The Dream To Run Again: Lisa’s Clubfoot Journey

We’ve all experienced that dreaded injury that puts our workouts and, sometimes, our lives on hold. Whether it’s a sprain, broken bone, or surgery it can be so frustrating to suddenly not be able to do the things you used to do. Now, imagine being told that injury you experienced will be permanent. To say you feel defeated is an understatement. Many people face this news every day after a serious injury or, in my case, when a serious birth defect causes issues in adulthood. How do we accept this? Or do we find a way to beat the odds? I have chosen to find a way to beat the odds and am fundraising my way to a brighter, active, and hopefully pain-free future…  

the IDEO device and my foot (xray and photo) today.

My name is Lisa Kramer and I was born in 1986 with a severe unilateral clubfoot (talipes equinovarus for you medically-advanced readers out there) on my right foot. Although it is the most common foot deformity that a baby can be born with (1 in 1000 births), it is not well known outside of the clubfoot community and a specialist is required for proper treatment. In summary: the foot is born with shortened tendons that cause it to turn down and inwards. Although there is no “cure” for clubfoot, there are treatment options including the Ponseti Method’s boots and bars (non-surgical) and surgical methods. When I was born my parents and family were given the prognosis that “she will never walk”. Lucky for me, I have a stubborn Hungarian mother who sought out a second opinion.

  My treatment started with casts and boots… and it failed. While most clubfeet can be “corrected” using this method, mine was too severe and did not respond. At just 8 months old I had reconstructive surgery. Although I’m not 100% sure the medical terminology of what was done, I do know this: tendons were released, reconfigured, and some were moved from my leg to my toes. My subtalar joint (just below the ankle) was also fused to keep my foot straight. Now that my foot was facing in the right direction, I forever lost the ability to point my foot or wiggle my toes. Unlike many doctors who treat clubfoot, mine did not focus on the foot’s appearance. He was concerned with the functionality of my foot and I truly believe that because of his approach I was able to have a fantastic and active childhood and stuff it in the face of the doctor who said I’d never walk!

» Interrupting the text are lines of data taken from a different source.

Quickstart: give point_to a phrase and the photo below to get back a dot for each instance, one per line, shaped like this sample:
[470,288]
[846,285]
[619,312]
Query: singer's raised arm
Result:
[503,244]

             I grew up playing every sport I could possibly try. I was always the girl trying to out-play everybody and was even a competitive dancer thanks to an instructor who gave me the chance to compete without judges docking points for my un-pointed foot (think Dance Moms, but without all the crazy). I was most successful in Softball, an all-conference Fastpitch player in high school and even considered playing in College (but chose a way-too-time-consuming major instead). I could fool anyone into thinking there was nothing different about me… as long as I had shoes on. My right foot and leg had developed noticeably smaller than my left side. At 14 years old I had to have surgery on my left knee to stunt the growth plates and allow my right leg to try and “catch up”. Before the surgery I had a 2+ inch difference in leg lengths and now only have a 1 inch difference causing much less strain on my lower back. I could stand longer and even run better now that my back/posture was improved. Although I was never a long distance runner, or the fastest runner, I grew to love it. I started running 1-3 miles a few days a week and ran my first 5K in college.

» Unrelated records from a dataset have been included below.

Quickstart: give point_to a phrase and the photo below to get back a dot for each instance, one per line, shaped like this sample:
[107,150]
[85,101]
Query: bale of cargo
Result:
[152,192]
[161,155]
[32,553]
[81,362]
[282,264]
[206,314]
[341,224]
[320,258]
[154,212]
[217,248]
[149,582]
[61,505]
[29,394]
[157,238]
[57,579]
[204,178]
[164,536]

It was only within the last 5 years that my birth defect started causing me pain. It was not a shock to me. Growing up my doctor was brutally honest about the troubles I may face as I got older: arthritis, pain, more surgeries, etc. In my 20s I first started to experience pain when on my feet for several hours at work. As I got older, I could spend less and less time on my feet before facing unbearable pain. I haven't gone for a run in over 2 years. My current diagnosis: “only run if you are about to get hit by a car”. Great… maybe a car can chase me for 1 mile so I can get that wind in my face again and the adrenaline will mask the pain? Not likely. More and more frequently, I have to cut activities out of my life that I love because the pain is too much. 

Now the pain persists even when I'm not active. Some mornings require a foot massage before even attempting to step on the ground, and other mornings I’m hopping around on my good leg and not even bothering to step on the clubfoot. The realization that I needed to find a solution came when I had to consider giving up the sport I love most: softball. I’ve been playing in women’s and co-ed leagues since college. I currently have somebody run for me after I slowly make it to first base, but fear that I won't be able to participate at all soon.  

I struggled to find a doctor in my adult years that could understand my condition, my love for an active lifestyle, and my stubbornness to not accept the "just don't run or walk for exercise" response that I kept getting. I finally met with Dr. Stephen Benirschke in Seattle, WA who not only knew my childhood doctor, but he and his colleague went above and beyond to help me find a solution to reach my long-term goal to run again. My immediate goal was to reduce my pain. I got a custom insole, did some physical therapy and tried stretching techniques, but it just wasn't enough. Finally, at one of my check-ups he and his colleague told me about a revolutionary device that until about 2 weeks earlier had only been available to military personnel. It was called "IDEO" and stood for "Intrepid Dynamic Exoskeletal Orthosis". I watched a brief video about the device and knew this was it: I was about to get my life back (insert tears of joy here). 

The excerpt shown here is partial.